2.15. Structural Variant Calling of KHV Genome

Cue, a deep learning SV calling framework [58], was utilized to detect SVs larger than 5 Kbp in KHV genomes (HG02134, HG01840, HG01852) from the 1KGP. The FASTQ sequencing reads were mapped with the hg38 reference genome and VHG1.2 by bwa-mem [50] version 0.7.18. The resulting BAM files and index files were processed using Cue with model cue.v2.pt.

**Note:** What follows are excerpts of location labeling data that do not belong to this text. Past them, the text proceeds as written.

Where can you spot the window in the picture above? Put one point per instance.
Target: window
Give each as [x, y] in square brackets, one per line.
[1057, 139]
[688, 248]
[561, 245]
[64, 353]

2.16. Comparison VHG1.2 with East Asian Assemblies

To evaluate the genetic similarity of VHG1.2 to other East Asian assemblies, genome-to-genome alignments were performed using Minimap2 against hg38 and three publicly available East Asian reference genomes: AK1 (Korean, GCA_001750385.2), HX1 (Chinese, GCA_001708065.2), and JG1 (Japanese, GCA_014905855.1).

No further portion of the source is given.